To help with the problem, I got a couple of thick plastic plates from Munn’s Medical Supply.  The plates were called Inner Lip Plates (a trademarked name).  They were just that, plates with about a half inch high lip around the center part of the plate.  They provided an edge tall enough to push the food against it allowing the fork or spoon to get under it without pushing it off on to the table. 

After a year or two of using those plates, it dawned on me that we ought to be able to get plates that we could all use when we ate together with the Kids here.  We had on occasion purchased pieces of pottery from Jepson pottery that had an outlet about 45 minutes away.  His studio was only an hour or so away from us in the other direction. 

We had gone for an outing a couple of times and stopped at his Studio.  Actually, we discovered where it was located when we used the GPS on one of our ice cream runs to Emporia (over an hour away) and we drove right by Harveyville, Kansas on the way.  When we were at the studio, I saw some chili bowls that seemed a practical alternative when Mary Ann was eating soup or ice cream.  The sides seemed to be shaped in a way that might make it easier for her.  She picked out some colors that were very nice, she was very talented in the use of color. 

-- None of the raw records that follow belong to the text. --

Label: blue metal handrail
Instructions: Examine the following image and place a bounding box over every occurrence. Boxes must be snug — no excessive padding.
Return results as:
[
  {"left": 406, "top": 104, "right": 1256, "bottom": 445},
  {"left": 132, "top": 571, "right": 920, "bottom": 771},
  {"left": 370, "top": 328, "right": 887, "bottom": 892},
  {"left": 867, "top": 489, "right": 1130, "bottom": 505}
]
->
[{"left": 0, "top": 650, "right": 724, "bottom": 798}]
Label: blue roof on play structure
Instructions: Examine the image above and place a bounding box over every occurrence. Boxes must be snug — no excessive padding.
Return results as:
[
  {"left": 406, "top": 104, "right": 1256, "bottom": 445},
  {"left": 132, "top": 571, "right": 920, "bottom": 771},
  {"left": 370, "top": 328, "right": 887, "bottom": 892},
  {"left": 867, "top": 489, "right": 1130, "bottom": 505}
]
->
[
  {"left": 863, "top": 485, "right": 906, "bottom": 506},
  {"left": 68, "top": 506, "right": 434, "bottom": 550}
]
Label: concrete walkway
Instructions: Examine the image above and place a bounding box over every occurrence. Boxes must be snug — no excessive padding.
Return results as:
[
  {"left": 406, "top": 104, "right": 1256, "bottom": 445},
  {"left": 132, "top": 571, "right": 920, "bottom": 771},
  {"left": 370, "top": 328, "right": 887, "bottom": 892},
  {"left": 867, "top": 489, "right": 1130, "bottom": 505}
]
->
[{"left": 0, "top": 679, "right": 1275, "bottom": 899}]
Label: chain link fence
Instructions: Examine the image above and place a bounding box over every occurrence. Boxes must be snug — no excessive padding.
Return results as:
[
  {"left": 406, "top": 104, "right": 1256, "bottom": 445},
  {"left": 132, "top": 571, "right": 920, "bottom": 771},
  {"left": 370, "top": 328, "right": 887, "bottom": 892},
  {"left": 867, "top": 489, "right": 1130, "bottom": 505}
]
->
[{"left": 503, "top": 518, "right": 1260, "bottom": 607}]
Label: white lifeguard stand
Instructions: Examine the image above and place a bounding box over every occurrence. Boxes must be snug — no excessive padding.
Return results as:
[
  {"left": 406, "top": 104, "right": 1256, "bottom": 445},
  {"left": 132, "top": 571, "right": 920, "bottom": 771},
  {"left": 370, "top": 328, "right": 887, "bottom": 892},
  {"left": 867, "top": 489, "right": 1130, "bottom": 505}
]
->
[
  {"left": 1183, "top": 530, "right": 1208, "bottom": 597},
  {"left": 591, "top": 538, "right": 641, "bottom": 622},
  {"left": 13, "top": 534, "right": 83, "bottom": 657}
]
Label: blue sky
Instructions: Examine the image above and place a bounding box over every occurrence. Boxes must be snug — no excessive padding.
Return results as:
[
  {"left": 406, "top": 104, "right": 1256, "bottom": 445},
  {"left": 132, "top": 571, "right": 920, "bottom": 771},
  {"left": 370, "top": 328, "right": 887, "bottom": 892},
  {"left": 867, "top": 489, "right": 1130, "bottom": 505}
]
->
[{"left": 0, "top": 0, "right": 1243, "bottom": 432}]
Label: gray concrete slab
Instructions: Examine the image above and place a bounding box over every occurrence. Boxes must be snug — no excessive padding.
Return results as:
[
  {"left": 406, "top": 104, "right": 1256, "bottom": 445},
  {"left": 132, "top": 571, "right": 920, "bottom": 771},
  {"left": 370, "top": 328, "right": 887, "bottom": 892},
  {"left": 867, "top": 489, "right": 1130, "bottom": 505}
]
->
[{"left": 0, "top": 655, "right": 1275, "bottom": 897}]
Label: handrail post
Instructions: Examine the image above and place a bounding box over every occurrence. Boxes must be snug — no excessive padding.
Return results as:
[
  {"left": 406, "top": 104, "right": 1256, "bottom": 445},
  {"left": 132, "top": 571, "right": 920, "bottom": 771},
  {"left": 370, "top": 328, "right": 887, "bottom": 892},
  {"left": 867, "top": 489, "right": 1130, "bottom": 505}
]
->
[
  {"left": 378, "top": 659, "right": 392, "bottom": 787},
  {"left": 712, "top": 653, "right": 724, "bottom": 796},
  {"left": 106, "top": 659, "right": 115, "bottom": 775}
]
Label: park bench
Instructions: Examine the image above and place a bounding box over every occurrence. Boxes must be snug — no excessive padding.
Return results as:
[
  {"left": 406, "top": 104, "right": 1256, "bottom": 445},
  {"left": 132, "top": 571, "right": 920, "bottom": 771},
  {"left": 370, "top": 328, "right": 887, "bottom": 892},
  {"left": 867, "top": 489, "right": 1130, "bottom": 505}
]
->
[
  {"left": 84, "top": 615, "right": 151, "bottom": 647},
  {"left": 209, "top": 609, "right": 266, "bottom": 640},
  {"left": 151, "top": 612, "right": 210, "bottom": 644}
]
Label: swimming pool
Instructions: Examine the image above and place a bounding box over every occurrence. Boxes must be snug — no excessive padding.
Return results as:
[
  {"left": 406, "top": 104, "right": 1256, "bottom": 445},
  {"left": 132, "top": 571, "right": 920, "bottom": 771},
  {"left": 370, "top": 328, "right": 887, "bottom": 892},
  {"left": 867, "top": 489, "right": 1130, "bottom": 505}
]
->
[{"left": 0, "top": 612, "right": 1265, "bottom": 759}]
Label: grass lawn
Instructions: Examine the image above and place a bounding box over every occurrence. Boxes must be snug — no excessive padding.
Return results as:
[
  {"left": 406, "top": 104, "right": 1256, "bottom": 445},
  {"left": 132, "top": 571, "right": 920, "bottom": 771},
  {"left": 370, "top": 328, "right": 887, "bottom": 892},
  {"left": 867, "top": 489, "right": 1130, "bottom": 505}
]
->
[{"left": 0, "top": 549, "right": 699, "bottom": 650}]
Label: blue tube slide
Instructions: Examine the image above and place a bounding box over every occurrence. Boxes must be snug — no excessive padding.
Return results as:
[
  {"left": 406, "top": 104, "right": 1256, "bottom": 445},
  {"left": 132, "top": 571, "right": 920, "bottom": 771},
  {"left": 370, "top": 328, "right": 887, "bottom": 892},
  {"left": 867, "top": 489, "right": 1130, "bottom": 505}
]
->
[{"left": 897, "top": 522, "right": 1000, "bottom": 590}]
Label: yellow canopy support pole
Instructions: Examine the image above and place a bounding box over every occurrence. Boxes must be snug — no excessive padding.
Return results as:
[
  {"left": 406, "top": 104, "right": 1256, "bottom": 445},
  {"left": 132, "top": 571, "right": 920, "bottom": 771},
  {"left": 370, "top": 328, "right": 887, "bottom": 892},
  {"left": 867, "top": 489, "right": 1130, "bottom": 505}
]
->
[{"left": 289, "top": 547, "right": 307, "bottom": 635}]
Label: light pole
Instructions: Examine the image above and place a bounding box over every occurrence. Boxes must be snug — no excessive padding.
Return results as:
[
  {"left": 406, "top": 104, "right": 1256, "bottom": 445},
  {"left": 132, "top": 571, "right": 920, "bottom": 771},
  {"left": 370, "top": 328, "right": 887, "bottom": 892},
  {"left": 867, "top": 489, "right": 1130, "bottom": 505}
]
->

The Fat Cat actually was the fattest cat by far that I have ever seen in my life.  It owned the floor of the Jepson Studio.  It was friendly and not at all hesitant to engage anyone willing to scratch an ear or pet his gigantic back.  I think the answer was something like 27 pounds when I asked how much he weighed. 

We headed to the Jepson Studio again, this time with one of the plastic plates to use as a template.  He made a ceramic plate with the lip, in the colors Mary Ann had chosen.  It was just the ticket.  He made five more so that we could have six adults using the same plates, with no “special” plate for Mary Ann.  They are beautiful.  He made some high sided bowls that work even better than the chili bowls.  The plates and bowls were heavy enough that we did not need to use the piece of non-slip Dycem to keep her plate from sliding around. 

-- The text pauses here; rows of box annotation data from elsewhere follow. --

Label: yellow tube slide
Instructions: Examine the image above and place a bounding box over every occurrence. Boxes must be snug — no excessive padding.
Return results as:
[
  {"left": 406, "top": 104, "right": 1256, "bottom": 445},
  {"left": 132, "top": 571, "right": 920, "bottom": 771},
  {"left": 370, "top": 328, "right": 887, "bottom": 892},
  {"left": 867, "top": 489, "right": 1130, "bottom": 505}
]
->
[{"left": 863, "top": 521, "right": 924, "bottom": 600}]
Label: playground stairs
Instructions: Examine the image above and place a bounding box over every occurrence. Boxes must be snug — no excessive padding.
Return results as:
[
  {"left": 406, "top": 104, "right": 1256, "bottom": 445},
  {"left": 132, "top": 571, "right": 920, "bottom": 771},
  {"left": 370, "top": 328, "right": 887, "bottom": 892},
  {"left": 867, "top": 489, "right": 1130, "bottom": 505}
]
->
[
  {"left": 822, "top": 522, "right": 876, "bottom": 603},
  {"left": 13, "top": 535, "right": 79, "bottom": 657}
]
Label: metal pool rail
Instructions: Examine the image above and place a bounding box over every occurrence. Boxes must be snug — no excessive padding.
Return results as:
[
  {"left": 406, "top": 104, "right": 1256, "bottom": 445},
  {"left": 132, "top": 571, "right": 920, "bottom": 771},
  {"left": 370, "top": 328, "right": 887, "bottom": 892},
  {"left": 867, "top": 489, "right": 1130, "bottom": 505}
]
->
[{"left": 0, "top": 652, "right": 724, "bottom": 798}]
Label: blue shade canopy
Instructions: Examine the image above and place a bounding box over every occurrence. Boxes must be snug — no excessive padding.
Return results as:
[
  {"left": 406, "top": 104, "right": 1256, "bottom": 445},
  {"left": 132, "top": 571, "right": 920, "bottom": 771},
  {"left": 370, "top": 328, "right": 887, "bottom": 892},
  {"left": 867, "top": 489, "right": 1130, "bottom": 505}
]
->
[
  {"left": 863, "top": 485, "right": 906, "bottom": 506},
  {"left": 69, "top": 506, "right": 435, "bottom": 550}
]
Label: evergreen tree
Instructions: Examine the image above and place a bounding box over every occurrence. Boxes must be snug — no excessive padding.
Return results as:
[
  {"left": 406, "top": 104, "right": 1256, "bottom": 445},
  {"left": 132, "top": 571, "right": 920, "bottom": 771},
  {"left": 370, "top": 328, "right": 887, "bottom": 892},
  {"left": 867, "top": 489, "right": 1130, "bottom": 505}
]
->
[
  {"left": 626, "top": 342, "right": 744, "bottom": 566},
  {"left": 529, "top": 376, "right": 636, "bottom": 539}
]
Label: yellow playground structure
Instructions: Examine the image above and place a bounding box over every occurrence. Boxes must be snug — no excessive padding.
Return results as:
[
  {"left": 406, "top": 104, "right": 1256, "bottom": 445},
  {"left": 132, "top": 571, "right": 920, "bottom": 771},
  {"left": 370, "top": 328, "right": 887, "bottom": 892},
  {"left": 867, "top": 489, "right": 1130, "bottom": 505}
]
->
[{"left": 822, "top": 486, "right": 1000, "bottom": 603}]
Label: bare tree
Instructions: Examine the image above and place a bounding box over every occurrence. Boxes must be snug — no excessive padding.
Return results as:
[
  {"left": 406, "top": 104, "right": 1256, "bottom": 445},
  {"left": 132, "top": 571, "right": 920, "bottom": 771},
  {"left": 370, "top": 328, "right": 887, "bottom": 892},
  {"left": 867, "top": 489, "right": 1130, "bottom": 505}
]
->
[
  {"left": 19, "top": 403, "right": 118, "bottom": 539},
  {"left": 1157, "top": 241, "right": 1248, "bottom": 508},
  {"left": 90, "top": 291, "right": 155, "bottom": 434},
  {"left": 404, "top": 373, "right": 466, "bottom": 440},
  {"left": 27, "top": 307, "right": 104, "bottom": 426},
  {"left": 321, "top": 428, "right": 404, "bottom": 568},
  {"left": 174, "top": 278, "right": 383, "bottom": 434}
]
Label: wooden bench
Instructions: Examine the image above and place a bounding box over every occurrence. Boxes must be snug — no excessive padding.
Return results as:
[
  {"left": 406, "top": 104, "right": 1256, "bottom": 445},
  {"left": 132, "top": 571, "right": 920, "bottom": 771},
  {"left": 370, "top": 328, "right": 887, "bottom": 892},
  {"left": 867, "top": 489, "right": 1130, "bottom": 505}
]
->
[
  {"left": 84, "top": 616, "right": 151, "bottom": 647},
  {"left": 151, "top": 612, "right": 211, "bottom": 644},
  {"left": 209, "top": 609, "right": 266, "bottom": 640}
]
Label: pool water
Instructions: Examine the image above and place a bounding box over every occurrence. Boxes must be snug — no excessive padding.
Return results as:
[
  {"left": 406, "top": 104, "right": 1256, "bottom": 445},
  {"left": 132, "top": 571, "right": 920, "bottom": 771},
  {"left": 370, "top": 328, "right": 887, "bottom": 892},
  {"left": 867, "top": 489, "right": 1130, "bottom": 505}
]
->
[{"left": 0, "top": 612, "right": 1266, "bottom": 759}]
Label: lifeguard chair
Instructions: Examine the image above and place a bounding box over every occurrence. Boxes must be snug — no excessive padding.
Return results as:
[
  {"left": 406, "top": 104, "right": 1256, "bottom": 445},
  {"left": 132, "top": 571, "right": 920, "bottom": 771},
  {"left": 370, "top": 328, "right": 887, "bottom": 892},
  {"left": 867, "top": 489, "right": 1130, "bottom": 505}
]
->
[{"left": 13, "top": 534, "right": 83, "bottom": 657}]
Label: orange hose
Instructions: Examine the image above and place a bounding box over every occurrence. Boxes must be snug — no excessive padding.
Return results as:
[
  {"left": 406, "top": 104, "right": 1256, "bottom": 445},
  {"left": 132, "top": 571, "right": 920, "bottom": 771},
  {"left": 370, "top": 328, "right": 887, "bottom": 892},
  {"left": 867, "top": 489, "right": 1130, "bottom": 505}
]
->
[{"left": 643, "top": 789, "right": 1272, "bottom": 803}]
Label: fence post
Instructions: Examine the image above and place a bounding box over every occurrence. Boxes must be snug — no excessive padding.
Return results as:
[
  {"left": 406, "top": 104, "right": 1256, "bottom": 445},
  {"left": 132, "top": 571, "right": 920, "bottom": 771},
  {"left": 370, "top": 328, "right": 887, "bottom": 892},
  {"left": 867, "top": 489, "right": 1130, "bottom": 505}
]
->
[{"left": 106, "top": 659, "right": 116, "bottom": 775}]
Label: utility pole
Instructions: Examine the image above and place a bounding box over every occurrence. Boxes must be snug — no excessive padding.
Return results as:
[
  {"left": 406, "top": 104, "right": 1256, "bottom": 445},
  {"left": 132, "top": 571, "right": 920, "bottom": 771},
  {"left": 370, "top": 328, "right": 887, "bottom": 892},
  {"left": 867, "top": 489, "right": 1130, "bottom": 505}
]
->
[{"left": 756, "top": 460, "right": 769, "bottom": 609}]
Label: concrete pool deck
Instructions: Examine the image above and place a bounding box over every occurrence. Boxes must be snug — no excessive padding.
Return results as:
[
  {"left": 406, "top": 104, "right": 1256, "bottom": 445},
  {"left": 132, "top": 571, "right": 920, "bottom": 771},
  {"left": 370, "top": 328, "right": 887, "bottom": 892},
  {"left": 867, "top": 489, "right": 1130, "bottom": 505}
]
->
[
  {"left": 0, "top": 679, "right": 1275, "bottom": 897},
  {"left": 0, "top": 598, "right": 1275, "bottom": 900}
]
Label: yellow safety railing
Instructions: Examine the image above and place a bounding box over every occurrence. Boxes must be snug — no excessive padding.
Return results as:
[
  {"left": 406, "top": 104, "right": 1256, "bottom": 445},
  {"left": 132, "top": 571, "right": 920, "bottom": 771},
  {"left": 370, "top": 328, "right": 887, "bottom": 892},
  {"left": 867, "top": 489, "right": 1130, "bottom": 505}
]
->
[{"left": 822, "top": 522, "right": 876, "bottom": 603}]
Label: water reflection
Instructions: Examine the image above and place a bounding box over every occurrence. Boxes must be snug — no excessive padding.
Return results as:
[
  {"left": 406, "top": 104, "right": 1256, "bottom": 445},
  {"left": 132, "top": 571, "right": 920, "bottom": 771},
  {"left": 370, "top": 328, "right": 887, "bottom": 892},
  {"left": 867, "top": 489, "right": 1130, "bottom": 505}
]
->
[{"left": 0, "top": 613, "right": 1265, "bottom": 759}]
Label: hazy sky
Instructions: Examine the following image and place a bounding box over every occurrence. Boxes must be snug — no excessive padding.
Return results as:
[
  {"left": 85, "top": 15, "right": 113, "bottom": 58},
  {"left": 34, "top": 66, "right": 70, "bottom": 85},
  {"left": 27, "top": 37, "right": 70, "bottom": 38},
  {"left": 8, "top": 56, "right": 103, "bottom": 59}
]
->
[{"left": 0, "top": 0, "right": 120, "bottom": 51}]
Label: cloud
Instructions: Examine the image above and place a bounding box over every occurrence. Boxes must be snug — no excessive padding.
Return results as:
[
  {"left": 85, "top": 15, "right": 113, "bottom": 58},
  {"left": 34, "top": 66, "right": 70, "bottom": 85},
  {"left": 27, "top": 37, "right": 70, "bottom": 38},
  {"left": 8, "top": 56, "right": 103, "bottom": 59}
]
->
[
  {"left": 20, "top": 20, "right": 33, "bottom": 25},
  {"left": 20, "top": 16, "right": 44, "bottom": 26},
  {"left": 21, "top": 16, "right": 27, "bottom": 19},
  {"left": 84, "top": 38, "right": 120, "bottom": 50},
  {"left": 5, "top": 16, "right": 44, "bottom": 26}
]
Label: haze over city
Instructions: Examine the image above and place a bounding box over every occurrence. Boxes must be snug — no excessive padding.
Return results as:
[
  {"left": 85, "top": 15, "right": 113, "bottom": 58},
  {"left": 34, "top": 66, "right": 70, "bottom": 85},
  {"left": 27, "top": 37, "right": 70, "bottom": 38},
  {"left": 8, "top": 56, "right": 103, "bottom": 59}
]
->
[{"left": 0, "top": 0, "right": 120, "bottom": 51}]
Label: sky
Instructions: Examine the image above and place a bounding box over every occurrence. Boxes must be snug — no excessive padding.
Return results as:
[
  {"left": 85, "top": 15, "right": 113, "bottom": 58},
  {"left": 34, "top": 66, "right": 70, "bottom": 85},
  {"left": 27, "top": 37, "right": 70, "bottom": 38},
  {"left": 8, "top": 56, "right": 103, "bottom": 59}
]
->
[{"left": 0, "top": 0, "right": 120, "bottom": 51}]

I have written about this in an earlier post.  I include it here as I review the various outings we took, adding quality to our days in spite of the limitations of the Parkinson’s. 

We enjoyed the trips out to Harveyville, but certainly liked best arriving at the final destination at Braum’s in Emporia where we had Pecan Caramel Fudge Sundaes.  Other times we picked up Friend and Thursday Volunteer Jeanne (once including Volunteer Coordinator/Friend Mary) to head out for a ride that took us to Harveyville and then through the Flint Hills to Alma.  A walk up ice cream shop had opened there after a while, so there was extra motivation to go that direction. 

One way or another, we were determined to get out of the house and so as much as we could while we could.  Mary Ann needed to eat plenty of calories, especially after she began losing weight last summer.  Whatever health issues might be associated with ice cream, they were trumped by the need for a little pleasure in a life that did not offer many.